Earlier this year, Canada went a step further than the existing intelligence-sharing agreement by allowing U.S. agents to creep onto Canadian soil under integration scheme. Offering U.S. law enforcement officers the power to make arrests in Canada in a cross-border policing measure provoked sovereignty worries nationwide.
Meanwhile, Foreign Affairs Minister John Baird announced plans this week to merge a number of British and Canadian embassies in an open exchange of diplomatic duties across international jurisdictions. In what might very well be an omen, the announcement was made in London a day before Canadians were told the news.
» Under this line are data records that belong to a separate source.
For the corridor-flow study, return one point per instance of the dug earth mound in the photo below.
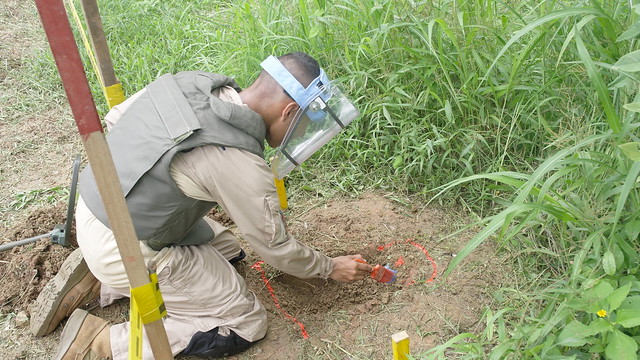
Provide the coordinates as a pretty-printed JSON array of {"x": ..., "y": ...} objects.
[{"x": 309, "y": 318}]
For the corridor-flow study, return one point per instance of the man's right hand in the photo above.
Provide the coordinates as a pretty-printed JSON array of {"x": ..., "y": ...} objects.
[{"x": 347, "y": 269}]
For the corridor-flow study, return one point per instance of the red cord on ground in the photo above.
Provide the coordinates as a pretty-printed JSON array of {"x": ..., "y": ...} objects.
[
  {"x": 419, "y": 247},
  {"x": 257, "y": 266}
]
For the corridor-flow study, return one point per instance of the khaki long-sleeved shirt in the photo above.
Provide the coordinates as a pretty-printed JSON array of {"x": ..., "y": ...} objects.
[{"x": 242, "y": 184}]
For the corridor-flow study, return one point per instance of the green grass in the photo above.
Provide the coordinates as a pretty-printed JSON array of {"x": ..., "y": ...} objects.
[{"x": 525, "y": 112}]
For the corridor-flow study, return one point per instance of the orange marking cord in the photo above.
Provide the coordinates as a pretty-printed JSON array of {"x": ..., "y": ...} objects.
[
  {"x": 257, "y": 266},
  {"x": 419, "y": 247}
]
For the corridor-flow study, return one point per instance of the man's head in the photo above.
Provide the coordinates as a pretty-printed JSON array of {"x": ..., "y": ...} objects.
[
  {"x": 269, "y": 99},
  {"x": 301, "y": 109}
]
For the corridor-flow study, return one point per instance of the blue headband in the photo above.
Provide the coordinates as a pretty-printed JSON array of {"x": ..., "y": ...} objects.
[{"x": 291, "y": 85}]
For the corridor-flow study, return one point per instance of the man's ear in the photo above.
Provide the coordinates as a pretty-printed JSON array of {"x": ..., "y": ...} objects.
[{"x": 289, "y": 110}]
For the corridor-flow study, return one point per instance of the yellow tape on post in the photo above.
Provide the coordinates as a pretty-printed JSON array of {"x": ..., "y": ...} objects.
[
  {"x": 400, "y": 345},
  {"x": 282, "y": 193},
  {"x": 114, "y": 94},
  {"x": 146, "y": 306}
]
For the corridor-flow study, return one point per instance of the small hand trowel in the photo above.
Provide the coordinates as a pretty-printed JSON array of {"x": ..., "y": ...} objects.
[{"x": 383, "y": 274}]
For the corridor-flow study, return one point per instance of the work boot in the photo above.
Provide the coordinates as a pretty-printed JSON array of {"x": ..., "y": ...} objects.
[
  {"x": 73, "y": 286},
  {"x": 84, "y": 337}
]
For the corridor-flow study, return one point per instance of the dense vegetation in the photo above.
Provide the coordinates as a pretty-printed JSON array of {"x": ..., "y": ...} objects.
[{"x": 524, "y": 112}]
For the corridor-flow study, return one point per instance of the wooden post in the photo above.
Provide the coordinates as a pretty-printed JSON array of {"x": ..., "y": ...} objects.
[
  {"x": 65, "y": 52},
  {"x": 400, "y": 345}
]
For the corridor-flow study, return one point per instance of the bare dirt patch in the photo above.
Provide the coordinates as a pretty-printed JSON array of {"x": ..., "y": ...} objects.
[
  {"x": 352, "y": 321},
  {"x": 343, "y": 321}
]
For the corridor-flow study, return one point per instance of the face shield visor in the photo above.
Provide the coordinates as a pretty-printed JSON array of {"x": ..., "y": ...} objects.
[{"x": 324, "y": 112}]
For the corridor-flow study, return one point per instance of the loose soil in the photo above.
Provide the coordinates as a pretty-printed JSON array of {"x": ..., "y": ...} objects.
[{"x": 343, "y": 321}]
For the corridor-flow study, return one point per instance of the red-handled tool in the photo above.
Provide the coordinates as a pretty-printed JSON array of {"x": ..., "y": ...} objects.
[{"x": 383, "y": 274}]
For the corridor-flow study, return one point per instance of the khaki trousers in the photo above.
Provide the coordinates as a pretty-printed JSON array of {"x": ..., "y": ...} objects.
[{"x": 200, "y": 288}]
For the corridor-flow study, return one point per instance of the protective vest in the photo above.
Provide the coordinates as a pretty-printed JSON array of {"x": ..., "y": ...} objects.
[{"x": 175, "y": 114}]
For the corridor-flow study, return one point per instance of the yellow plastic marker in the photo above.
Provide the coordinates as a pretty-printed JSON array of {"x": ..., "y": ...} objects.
[
  {"x": 146, "y": 306},
  {"x": 400, "y": 345},
  {"x": 282, "y": 193},
  {"x": 114, "y": 94}
]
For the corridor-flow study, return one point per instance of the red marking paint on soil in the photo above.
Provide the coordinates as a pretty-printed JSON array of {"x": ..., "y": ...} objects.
[
  {"x": 399, "y": 262},
  {"x": 257, "y": 266},
  {"x": 419, "y": 247}
]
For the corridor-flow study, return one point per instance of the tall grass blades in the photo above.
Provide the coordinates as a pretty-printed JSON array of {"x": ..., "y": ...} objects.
[
  {"x": 526, "y": 112},
  {"x": 586, "y": 198}
]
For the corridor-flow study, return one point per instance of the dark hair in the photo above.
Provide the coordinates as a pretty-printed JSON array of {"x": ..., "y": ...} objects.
[{"x": 302, "y": 66}]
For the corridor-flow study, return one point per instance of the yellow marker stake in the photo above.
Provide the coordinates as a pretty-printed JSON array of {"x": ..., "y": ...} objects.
[
  {"x": 400, "y": 345},
  {"x": 146, "y": 306},
  {"x": 282, "y": 193}
]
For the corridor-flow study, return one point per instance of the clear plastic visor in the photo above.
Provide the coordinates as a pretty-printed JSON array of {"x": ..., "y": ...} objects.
[{"x": 325, "y": 115}]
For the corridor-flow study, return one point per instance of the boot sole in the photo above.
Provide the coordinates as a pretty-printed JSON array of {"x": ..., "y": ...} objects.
[
  {"x": 70, "y": 332},
  {"x": 71, "y": 272}
]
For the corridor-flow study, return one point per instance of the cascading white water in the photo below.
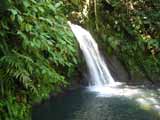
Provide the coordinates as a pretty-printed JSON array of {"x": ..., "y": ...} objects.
[{"x": 98, "y": 70}]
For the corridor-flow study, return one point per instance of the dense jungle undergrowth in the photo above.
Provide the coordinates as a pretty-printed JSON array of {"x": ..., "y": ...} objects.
[{"x": 39, "y": 55}]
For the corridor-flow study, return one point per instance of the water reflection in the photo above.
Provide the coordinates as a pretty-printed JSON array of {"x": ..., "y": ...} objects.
[{"x": 108, "y": 103}]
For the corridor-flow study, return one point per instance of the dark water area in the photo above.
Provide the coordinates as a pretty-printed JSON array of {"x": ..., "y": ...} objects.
[{"x": 82, "y": 104}]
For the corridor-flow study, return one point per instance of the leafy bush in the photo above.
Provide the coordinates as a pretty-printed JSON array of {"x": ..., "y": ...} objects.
[{"x": 37, "y": 53}]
It doesn't take much imagination to deduce which nation would have the upper hand in this unequal partnership.
Culture Budget Siphoned Towards Outsiders
The Harper government slashed the arts and culture budgets destined to support home-grown artistic talent, yet found 28 million tax dollars to celebrate a 200-year old war between two foreign nations (the War of 1812 opposed England and the USA), and more untold amounts renaming the Canadian Forces to salute its colonial past in a hat tip to Great-Britain. More millions were spent multiplying royal visits as the monarch's children and grandchildren were repeatedly paraded around the country, eclipsing domestic investments.
Relinquishing Corporate Sovereignty
Under Stephen Harper's watch, Canada has relinquished its corporate sovereignty by encouraging the tentacles of foreign-owned corporations to appropriate Canadian entities. Most notably the oil sands which are subject to numerous interests. The potash boom has garnered take-over lust, while the portions of the agricultural sector have also fallen to foreign hands. Foreign ownership bids have engulfed the Canadian landscape, and Canadians now wait to see if the Harper government will approve China's CNOOC bid to acquire Calgary-based energy company Nexen Inc.
The Harper government is poised to allow corporations, domestic and foreign-owned, to pick and choose our immigrants, in yet another half-baked policy to handing over sovereign decisions to unelected, unaccountable entities.
Dragging Canada Down
Between the successive fossil awards for environmental savagery, the unfortunate de-funding of reproductive health in foreign aid, as denounced by none other than U.S. Secretary of State Hillary Clinton, and the discharge of Canadian interests in Iran to Italy following the embassy shutdown,the Harper government continues to slide Canada's international influence down to the gutter. PM Harper's foreign policy follies and his off-loading of our natural jewels, our Canadian pride and our Canadian diplomatic independence. So much for "Standing Up for Canada," eh.